Les Allemands sont présents dans le village du 23 juin 1940 au mois de juin 1941, ils logent chez l’habitant. Cependant, leur présence est permanente à la Kommandantur de Moult-Argences. Seules quelques patrouilles viennent inspecter le village. Ils font leur retour, accompagnés de la cavalerie, en septembre 1943 et ce jusqu’à la Libération. Les gradés logent chez ceux qui ont une chambre libre. La Kommandantur s’impose chez M. Clément et au château Augustin-Normand. Des campements s’installent près des marais. Le château de la famille d’Andigné est réquisitionné afin de servir d’hôpital de campagne.

Les Allemands installent leur cantine dans la ferme de la famille Theunynck et ils engagent des femmes du village comme serveuses ou cuisinières. Quelquefois, les enfants vont mendier de la nourriture que les soldats partagent volontiers.
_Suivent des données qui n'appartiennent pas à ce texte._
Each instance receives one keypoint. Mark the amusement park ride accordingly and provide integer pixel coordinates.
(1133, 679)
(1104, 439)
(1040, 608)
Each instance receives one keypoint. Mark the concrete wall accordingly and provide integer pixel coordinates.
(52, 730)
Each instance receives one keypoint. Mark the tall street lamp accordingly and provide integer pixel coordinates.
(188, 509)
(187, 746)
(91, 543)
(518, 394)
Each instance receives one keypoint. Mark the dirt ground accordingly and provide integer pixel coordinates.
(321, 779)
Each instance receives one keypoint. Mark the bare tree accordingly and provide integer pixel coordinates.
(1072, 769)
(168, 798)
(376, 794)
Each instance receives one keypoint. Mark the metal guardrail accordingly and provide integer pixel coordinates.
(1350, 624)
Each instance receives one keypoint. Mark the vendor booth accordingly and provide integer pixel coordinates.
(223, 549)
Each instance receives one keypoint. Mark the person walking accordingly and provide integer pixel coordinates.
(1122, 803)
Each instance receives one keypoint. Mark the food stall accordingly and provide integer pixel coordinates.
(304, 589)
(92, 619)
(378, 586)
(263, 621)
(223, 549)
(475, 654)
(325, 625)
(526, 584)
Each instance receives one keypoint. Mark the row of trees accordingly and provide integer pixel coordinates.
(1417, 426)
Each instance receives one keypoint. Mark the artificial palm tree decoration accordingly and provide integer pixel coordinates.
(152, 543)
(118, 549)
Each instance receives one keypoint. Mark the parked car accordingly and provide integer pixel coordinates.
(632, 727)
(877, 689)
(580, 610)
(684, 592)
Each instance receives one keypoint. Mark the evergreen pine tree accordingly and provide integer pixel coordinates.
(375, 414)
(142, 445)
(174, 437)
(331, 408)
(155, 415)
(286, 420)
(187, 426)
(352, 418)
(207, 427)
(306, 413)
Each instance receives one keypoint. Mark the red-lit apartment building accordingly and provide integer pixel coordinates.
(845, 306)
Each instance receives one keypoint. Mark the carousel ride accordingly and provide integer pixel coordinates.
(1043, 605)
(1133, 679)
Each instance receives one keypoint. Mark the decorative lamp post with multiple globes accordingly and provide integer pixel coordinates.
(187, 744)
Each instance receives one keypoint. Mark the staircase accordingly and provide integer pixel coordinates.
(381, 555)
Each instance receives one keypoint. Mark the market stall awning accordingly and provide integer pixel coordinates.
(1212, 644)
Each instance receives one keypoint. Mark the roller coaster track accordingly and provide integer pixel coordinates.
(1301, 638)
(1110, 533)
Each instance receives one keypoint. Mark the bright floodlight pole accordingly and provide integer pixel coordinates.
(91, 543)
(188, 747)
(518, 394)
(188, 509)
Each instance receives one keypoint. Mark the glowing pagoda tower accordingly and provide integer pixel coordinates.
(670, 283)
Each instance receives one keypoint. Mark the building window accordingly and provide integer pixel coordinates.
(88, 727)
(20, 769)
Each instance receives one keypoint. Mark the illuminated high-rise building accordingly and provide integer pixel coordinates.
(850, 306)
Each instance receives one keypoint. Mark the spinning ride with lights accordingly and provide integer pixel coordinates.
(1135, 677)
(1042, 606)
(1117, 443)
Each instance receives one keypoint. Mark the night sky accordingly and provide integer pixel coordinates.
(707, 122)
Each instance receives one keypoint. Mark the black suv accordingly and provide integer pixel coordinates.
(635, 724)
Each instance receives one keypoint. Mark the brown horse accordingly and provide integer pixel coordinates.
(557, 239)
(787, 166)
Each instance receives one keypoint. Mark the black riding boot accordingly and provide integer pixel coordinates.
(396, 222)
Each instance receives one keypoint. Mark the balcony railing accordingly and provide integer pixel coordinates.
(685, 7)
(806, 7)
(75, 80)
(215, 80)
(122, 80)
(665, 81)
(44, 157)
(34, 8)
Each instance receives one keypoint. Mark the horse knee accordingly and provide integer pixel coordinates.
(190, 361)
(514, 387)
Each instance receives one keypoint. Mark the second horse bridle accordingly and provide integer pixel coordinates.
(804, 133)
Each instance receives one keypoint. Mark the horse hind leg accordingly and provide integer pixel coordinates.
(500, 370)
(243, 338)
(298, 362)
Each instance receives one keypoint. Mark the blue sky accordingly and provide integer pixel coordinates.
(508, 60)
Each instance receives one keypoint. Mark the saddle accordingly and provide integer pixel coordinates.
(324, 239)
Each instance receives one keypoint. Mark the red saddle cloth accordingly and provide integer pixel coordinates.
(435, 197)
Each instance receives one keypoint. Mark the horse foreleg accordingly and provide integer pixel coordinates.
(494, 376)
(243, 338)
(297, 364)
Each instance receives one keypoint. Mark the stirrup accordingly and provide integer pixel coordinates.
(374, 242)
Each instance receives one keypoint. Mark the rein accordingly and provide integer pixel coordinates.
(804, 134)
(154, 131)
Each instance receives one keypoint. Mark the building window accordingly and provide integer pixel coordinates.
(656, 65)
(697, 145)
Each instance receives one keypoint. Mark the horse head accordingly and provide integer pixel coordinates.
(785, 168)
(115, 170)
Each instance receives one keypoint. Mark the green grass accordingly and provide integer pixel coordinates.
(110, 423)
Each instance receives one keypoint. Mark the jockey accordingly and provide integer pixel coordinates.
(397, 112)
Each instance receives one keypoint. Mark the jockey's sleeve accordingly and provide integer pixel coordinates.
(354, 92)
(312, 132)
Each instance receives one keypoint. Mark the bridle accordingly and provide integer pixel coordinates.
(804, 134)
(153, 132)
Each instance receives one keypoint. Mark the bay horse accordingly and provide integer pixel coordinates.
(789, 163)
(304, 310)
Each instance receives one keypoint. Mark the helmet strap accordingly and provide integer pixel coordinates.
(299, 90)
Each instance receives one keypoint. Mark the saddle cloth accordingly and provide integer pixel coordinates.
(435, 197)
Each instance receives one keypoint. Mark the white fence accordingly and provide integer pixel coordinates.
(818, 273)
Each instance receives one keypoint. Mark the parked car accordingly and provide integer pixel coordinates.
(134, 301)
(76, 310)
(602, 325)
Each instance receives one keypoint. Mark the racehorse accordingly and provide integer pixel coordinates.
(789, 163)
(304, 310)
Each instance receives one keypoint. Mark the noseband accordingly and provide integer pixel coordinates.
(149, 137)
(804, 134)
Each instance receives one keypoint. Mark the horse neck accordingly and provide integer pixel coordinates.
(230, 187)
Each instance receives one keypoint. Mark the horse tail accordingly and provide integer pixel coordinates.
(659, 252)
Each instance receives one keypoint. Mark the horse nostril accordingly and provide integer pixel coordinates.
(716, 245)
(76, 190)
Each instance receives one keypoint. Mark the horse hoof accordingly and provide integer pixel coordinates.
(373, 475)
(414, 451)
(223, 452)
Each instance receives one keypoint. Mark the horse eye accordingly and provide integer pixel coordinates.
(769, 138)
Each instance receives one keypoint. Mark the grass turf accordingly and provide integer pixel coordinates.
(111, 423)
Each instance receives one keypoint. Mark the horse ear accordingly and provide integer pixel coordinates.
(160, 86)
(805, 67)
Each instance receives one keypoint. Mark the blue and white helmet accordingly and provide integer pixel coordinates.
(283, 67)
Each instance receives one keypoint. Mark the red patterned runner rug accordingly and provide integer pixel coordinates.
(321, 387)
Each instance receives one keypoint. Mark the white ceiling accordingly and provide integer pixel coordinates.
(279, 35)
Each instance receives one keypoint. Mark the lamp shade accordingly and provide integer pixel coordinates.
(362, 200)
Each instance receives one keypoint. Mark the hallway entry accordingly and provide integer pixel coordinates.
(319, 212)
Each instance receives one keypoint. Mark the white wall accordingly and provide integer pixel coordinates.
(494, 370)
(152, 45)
L’occupant dispose d’un aumônier qui célèbre l’office à des heures différentes de celles de la paroisse. Les Allemands s’installent avec leur propre administration, leur propre service de ravitaillement.
Les soldats vont toujours par deux car un seul pourrait parler et se lier d’amitié ce qui leur est interdit. Lors des périodes d’occupation du village, les troupes sont renouvelées tous les trois mois. Les rapports restent bons et sans violence mais il ne faut pas oublier que la population vit sous la contrainte et qu’elle nourrit toujours un certain ressentiment vis-à-vis de l’occupant.
Pour chaque réquisition, les habitants ont un reçu. Les Allemands exigent d’abord du bétail : bœufs et vaches sont expédiés en Allemagne ou utilisés sur place, les abats sont distribués à la population en fonction du nombre d’enfants. Puis, ce sont les chevaux, le blé, le beurre et les pommes de terre. Les agriculteurs sont les premiers touchés et doivent déclarer tout ce qu’ils possèdent. Chez les particuliers, les soldats prennent une poule ou un lapin de temps à autre.
Après le déraillement de 1942 et jusqu’au Débarquement, les voies ferrées sont gardées la nuit par des hommes désignés à tour de rôle. Pour éviter que les avions alliés ne repèrent le village, le couvre-feu est instauré à partir de 22h. Aucune lueur ne doit passer par les fenêtres. Les fusils sont réquisitionnés dès 1940 et la chasse interdite, mais les collets existent toujours.

Quelquefois, l’école est occupée pour les cours d’instruction militaire et les cours de français aux soldats ; ceci au grand bonheur des enfants. Les déplacements sont interdits. Pour entrer ou sortir de la commune, il faut un laissez-passer. Le seul moyen de transport est la bicyclette, l’essence disparaît dès 1941 ou est réservée aux Allemands. Durant l’hiver 1943, les fermiers doivent sortir leurs bêtes de l’étable pour y mettre les chevaux de la cavalerie allemande. A partir de 1943, la présence allemande devient beaucoup plus difficile à supporter.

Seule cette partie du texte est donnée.